Hwang seemed surprisingly confident, giving tours of the company like a rockstar showing off his greatest hits. He spoke in interviews with an unrelenting zeal for the future of gene editing, yet his past still hangs over his head. Though Frei mentions in a voiceover that Hwang did not want to be asked about his scandal, the scientist brings it up himself to explain his perspective of the incident and how he dealt with the aftermath.
The emails Frei and Maxim would send to each other on their filmmaking journeys are used as a framing device to cut back and forth between their experiences. For the first time in his professional career, Frei enlisted the help of a co-editor, Thomas Bachmann. Maxim also came to Zurich nearly a dozen times to help in post-production and develop voiceovers. The link between the two worlds ultimately feels tangible, as if any change in one realm will send a ripple effect into the other and vice versa.

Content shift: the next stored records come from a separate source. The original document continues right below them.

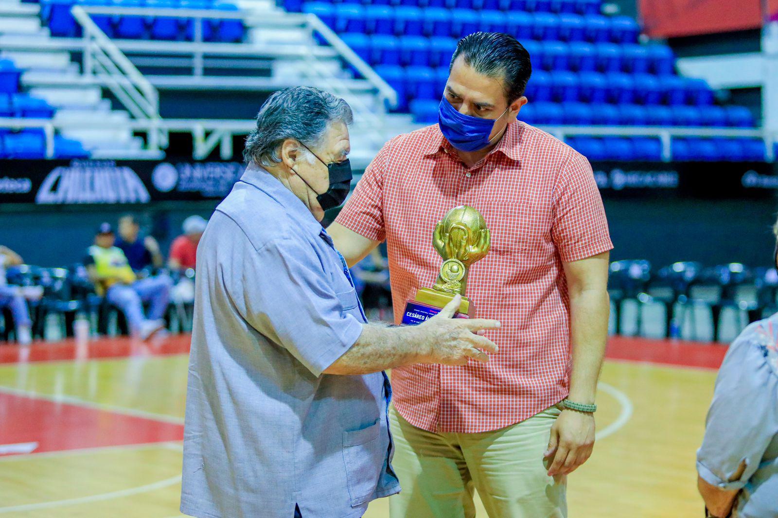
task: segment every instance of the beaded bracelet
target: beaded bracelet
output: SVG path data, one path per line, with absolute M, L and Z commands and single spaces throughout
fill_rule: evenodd
M 596 404 L 584 404 L 583 403 L 576 403 L 568 399 L 562 401 L 562 404 L 565 405 L 565 408 L 569 408 L 570 410 L 575 410 L 579 412 L 594 414 L 597 411 Z

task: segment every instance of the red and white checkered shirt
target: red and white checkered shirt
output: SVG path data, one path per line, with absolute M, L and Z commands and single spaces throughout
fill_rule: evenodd
M 492 248 L 475 263 L 471 317 L 494 318 L 499 346 L 482 364 L 394 369 L 394 404 L 429 431 L 469 433 L 515 424 L 558 403 L 569 385 L 569 298 L 562 261 L 613 245 L 591 166 L 550 135 L 515 122 L 468 169 L 438 126 L 387 142 L 335 220 L 387 240 L 395 319 L 416 290 L 434 284 L 443 262 L 433 230 L 457 205 L 475 207 Z

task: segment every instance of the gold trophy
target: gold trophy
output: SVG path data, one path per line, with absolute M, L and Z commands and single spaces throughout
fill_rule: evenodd
M 422 288 L 413 300 L 408 301 L 402 317 L 405 324 L 421 324 L 433 317 L 457 293 L 462 302 L 455 317 L 467 318 L 475 309 L 464 292 L 468 268 L 483 259 L 491 246 L 483 216 L 468 205 L 454 207 L 435 226 L 433 246 L 443 260 L 440 273 L 432 288 Z

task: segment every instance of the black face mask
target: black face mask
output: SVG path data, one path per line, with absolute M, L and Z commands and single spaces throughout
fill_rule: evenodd
M 302 144 L 302 142 L 300 143 Z M 322 194 L 316 193 L 316 201 L 321 205 L 321 210 L 327 211 L 335 207 L 340 207 L 345 201 L 346 196 L 349 195 L 349 191 L 351 191 L 351 180 L 353 178 L 353 175 L 351 173 L 351 163 L 346 159 L 342 162 L 325 163 L 316 153 L 310 151 L 308 146 L 305 144 L 303 144 L 303 146 L 306 149 L 308 149 L 310 154 L 315 156 L 319 162 L 327 166 L 327 169 L 330 173 L 330 187 L 327 190 L 327 192 Z M 316 192 L 316 189 L 310 187 L 310 184 L 307 182 L 305 178 L 300 177 L 300 173 L 293 169 L 292 170 L 305 182 L 308 188 Z

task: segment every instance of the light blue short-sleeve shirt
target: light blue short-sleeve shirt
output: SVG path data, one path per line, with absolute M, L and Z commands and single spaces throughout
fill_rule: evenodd
M 383 373 L 323 374 L 366 322 L 308 208 L 250 166 L 198 247 L 181 512 L 361 516 L 400 489 Z
M 746 327 L 727 352 L 697 472 L 722 489 L 741 490 L 733 518 L 778 517 L 778 314 Z

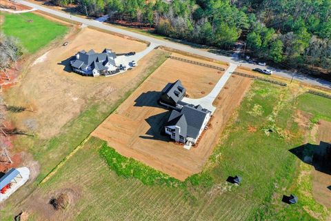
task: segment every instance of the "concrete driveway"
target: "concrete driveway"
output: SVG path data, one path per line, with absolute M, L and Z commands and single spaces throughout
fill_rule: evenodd
M 143 35 L 141 34 L 130 32 L 126 30 L 115 28 L 114 26 L 111 26 L 109 25 L 106 25 L 97 21 L 84 19 L 84 18 L 79 17 L 74 15 L 70 16 L 70 15 L 69 14 L 60 12 L 58 10 L 52 10 L 49 8 L 40 6 L 39 4 L 34 4 L 34 3 L 25 1 L 23 0 L 17 0 L 16 2 L 24 6 L 37 8 L 43 12 L 45 12 L 51 15 L 54 15 L 59 17 L 62 17 L 69 20 L 72 20 L 77 22 L 81 23 L 83 24 L 86 24 L 87 26 L 94 26 L 94 27 L 97 27 L 97 28 L 106 30 L 108 31 L 117 32 L 124 35 L 128 35 L 134 38 L 149 41 L 150 43 L 159 44 L 160 46 L 174 48 L 174 49 L 182 50 L 186 52 L 198 55 L 200 56 L 211 58 L 211 59 L 219 60 L 219 61 L 223 61 L 228 63 L 232 63 L 237 65 L 241 64 L 242 66 L 248 67 L 250 68 L 255 68 L 257 67 L 259 67 L 258 66 L 256 66 L 256 65 L 248 64 L 247 62 L 237 58 L 237 56 L 234 56 L 234 57 L 223 56 L 223 55 L 218 55 L 217 53 L 213 53 L 209 51 L 203 50 L 197 48 L 190 47 L 181 44 L 177 44 L 172 41 L 166 41 L 164 39 L 156 39 L 152 37 Z M 281 76 L 285 78 L 292 78 L 293 76 L 296 80 L 298 80 L 300 81 L 303 81 L 305 83 L 308 83 L 308 84 L 313 84 L 319 86 L 323 86 L 326 88 L 331 87 L 331 82 L 329 82 L 328 81 L 325 81 L 319 79 L 314 79 L 303 75 L 296 74 L 290 71 L 272 68 L 270 67 L 268 67 L 268 68 L 272 70 L 274 72 L 274 75 L 276 75 Z
M 226 69 L 225 72 L 221 79 L 217 81 L 212 91 L 205 97 L 199 99 L 184 97 L 182 101 L 183 102 L 194 105 L 200 104 L 203 108 L 206 108 L 212 111 L 212 114 L 216 110 L 216 108 L 212 106 L 212 102 L 214 102 L 214 100 L 217 97 L 221 92 L 221 90 L 222 90 L 222 88 L 224 87 L 224 85 L 225 85 L 226 81 L 228 81 L 228 79 L 231 76 L 231 74 L 237 68 L 237 64 L 230 63 L 230 67 Z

Are we going too far to control our own evolution? Have we even come far enough yet to take these next leaps? The film’s intent is not to answer these questions, but to get the ball rolling.
“We shouldn’t just be afraid of everything because we have to also learn,” Frei said. “The definition of life here is very strange.”
The filmmakers want to invite audiences to join the conversation with open arms and think about ethical questions that could shape the future of the scientific community and the world at large. Frei will appear at the IFC Center for post-screening Q&As, joined by leading scientists, on Jan. 4 and 5. One of the guests speaking with him on Jan. 5 is NYU alumna and Biotech Without Borders president Ellen Jorgensen.